By Tom Luther
I continue to think out loud while the litigation of the Volinsky retirement plan and legislative changes to education are being finalized. I gave a second reading to The Last Bake Sale to fully explore my opposition to the arguments presented.
Having previously rejected his attempts to link racism, segregation, and civil rights legislation to education funding, I come to a more troubling part of his argument.
He explains the NH tax history in terms that cast property tax as substantially identical to income tax. He makes no secret of his desire to impose an income tax on NH. What is surprising is that he paints income taxes as a tool to redress the racism he finds in education. I have heard many arguments for the greater good, but never once have I seen someone try to defend imposing income taxes for their ability to redress racism. It’s a stretch, to put it mildly.
In addition, he attempts to convince the reader of the acceptability of income taxes with a glaring biblical falsehood. The full quote is in brackets below:
[Perhaps the tax philosophy was influenced by the New Testament, Matthew 25:15 (“from each according to his ability and to each according to his need”). Of course, this is also Marxist theory, but don’t tell anyone.]
A cursory glance at numerous translations of Matthew 25:15 reveals a market-capitalism translation: variable compensation based on contributions. The Parable of the Talents has many variations, but not one of them informs Marxism. Substantially all of them are opposed to Marxism.

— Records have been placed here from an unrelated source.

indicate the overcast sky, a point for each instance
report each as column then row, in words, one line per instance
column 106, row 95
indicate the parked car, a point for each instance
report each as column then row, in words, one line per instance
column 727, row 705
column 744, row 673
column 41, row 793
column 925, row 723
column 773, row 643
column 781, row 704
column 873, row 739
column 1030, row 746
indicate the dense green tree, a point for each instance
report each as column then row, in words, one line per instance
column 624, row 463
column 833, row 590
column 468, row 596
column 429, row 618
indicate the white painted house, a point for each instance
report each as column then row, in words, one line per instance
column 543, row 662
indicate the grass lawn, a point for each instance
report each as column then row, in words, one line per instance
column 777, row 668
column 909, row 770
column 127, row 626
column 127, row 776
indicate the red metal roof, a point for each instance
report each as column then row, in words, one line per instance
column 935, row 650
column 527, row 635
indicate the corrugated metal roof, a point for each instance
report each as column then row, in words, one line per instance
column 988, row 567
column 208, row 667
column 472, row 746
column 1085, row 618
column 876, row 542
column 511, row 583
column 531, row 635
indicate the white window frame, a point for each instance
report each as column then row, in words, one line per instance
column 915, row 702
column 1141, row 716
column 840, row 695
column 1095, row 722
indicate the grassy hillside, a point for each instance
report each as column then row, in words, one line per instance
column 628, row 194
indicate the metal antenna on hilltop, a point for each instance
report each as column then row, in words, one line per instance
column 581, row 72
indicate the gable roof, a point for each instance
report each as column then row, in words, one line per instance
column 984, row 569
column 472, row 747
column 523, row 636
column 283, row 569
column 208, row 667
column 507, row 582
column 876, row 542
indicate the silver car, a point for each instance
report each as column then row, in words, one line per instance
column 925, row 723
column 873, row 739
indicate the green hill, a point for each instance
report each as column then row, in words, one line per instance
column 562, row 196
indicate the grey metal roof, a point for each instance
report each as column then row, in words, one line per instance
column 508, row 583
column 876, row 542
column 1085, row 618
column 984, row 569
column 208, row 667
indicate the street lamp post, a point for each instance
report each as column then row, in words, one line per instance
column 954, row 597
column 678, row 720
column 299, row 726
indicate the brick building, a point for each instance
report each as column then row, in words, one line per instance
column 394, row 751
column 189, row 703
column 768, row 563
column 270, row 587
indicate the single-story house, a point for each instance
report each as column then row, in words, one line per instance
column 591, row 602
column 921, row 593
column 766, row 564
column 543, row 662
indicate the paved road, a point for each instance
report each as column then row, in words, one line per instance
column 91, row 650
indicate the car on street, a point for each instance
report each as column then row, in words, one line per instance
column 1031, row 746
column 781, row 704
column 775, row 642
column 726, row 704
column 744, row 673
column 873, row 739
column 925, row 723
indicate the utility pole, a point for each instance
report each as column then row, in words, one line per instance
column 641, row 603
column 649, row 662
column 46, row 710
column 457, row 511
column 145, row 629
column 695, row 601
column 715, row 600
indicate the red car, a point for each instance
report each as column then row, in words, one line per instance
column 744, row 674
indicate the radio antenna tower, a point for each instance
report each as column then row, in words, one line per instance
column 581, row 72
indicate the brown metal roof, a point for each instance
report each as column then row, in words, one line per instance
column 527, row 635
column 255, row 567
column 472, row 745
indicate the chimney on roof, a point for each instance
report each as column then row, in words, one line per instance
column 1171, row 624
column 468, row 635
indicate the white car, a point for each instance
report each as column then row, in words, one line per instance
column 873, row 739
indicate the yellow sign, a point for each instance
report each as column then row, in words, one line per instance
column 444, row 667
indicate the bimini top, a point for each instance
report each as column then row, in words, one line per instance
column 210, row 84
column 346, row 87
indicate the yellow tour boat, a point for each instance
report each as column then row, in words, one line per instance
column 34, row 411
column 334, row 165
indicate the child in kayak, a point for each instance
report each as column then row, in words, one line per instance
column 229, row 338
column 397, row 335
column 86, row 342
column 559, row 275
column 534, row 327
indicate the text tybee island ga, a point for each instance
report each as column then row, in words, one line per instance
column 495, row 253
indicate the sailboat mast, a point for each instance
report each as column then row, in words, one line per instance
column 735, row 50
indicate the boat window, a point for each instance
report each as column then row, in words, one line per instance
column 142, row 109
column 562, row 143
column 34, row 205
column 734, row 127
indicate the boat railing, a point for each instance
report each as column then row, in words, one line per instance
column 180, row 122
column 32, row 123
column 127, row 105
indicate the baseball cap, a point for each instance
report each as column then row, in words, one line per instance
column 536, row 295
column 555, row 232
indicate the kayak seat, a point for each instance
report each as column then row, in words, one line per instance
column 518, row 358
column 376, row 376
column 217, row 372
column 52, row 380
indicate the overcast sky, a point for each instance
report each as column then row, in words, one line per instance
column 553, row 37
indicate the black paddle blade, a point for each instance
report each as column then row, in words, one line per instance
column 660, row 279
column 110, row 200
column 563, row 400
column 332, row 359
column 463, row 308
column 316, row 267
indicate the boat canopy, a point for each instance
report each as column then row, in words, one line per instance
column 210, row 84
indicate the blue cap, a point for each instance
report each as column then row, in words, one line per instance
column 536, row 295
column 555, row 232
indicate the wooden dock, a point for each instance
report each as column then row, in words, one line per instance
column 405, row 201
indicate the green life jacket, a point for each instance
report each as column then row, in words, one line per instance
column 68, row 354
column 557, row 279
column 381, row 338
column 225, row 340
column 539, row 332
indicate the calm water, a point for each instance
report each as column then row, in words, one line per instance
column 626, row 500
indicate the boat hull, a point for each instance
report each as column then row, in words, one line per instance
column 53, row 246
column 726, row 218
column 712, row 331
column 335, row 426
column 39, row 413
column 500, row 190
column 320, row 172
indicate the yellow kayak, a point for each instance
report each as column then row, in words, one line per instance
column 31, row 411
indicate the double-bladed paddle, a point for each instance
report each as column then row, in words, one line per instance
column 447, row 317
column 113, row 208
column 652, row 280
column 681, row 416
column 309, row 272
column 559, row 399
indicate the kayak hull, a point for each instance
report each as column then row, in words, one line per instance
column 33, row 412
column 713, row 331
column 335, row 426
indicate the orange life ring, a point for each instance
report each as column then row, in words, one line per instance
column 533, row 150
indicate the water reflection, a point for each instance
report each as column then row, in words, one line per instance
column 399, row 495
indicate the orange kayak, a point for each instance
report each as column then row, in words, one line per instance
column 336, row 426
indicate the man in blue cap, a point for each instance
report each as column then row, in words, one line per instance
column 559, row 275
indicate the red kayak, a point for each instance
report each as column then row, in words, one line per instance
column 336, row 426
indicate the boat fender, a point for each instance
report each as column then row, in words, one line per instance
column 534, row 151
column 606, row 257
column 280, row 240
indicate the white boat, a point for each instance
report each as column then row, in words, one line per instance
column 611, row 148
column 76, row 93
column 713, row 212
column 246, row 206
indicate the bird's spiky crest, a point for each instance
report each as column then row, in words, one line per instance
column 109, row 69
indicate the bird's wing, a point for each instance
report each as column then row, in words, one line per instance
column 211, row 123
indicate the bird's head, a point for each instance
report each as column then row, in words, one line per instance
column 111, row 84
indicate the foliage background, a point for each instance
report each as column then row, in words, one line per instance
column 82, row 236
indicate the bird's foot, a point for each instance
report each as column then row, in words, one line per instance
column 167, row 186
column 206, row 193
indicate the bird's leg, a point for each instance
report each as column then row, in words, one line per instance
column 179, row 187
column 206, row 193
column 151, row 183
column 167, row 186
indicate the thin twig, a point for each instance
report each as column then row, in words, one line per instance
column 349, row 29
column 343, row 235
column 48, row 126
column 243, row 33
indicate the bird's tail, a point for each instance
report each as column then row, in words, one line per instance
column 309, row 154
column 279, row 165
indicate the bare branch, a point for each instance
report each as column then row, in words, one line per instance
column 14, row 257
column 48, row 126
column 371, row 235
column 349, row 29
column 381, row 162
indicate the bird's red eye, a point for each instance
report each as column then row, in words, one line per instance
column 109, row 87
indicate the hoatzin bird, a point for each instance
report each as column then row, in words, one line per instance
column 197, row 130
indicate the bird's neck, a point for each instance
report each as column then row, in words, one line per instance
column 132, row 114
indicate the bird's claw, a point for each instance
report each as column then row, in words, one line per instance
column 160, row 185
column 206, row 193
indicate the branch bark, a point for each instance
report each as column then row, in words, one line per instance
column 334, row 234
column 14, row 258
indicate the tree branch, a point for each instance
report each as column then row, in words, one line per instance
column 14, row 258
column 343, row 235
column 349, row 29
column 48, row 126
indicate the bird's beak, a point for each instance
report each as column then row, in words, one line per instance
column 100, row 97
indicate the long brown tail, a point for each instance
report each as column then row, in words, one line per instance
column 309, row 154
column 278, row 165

I find this troubling because it leaves me with two possible explanations for such blatant butchery of the truth. Does he admire Trump and consciously emulate his “bigly” contentious and confrontational style? Why would he conflate Christianity and Marxism while bastardizing a biblical reference? Is this just offense for the sake of publicity?
The second possibility is even worse. He wants an income tax so badly he is willing to invoke religious conflict to get it. War is politics by more violent means, to reverse the paraphrase. He plainly is willing to risk civil war to impose an income tax. Odd approach for a lawyer pretending to champion civil rights.
I suspect that his politics are so centralizing and communitarian that this may be a Freudian slip of the typewriter; he may be such a communist that he can’t resist quoting Marxist theory, even when communism is nowhere in sight.
In contrast, I will close with two quotes from F.A. Hayek’s Individualism:
There is all the difference in the world between treating people equally and attempting to make them equal. While the first is the condition of a free society, the second means, as De Tocqueville described it, “a new form of servitude.”
With this in mind, I no longer see Volinsky as an education funding reformer. Misguided, confused, a constitutional wrecking ball—yes, all of the above. But up until this point, I was willing to yield to reasonable doubt. No longer.
I now see him as fundamentally agnostic with regard to education. This is someone with a crowbar breaking into the constitutional house. He did not choose education because he cares, any more than the thief chooses the window out of love. He chose weakness. This is a single-minded attack on the NH Constitution. All politics, all the time. The kids are casualties in his war for power to redistribute other people’s money as he sees fit.
Just as Trump said he was going to build the wall if elected, so does Volinsky commit to imposing an income tax—by any means necessary. This is not a misguided sheep. This is not a wolf in sheep’s clothing. This is a wolf. Take him at his word. He wants an income tax in NH. He will let nothing stand in his way.
A final quote from Hayek to show just how fine the line is between good and evil:
“The true democratic principle,” he wrote, “that none shall have power over the people, is taken to mean that none shall be able to restrain or to elude its power. The true democratic principle, that the people shall not be made to do what it does not like, is taken to mean that it shall never be required to tolerate what it does not like. The true democratic principle, that every man’s will shall be as unfettered as possible, is taken to mean that the free will of the collective people shall be fettered in nothing.”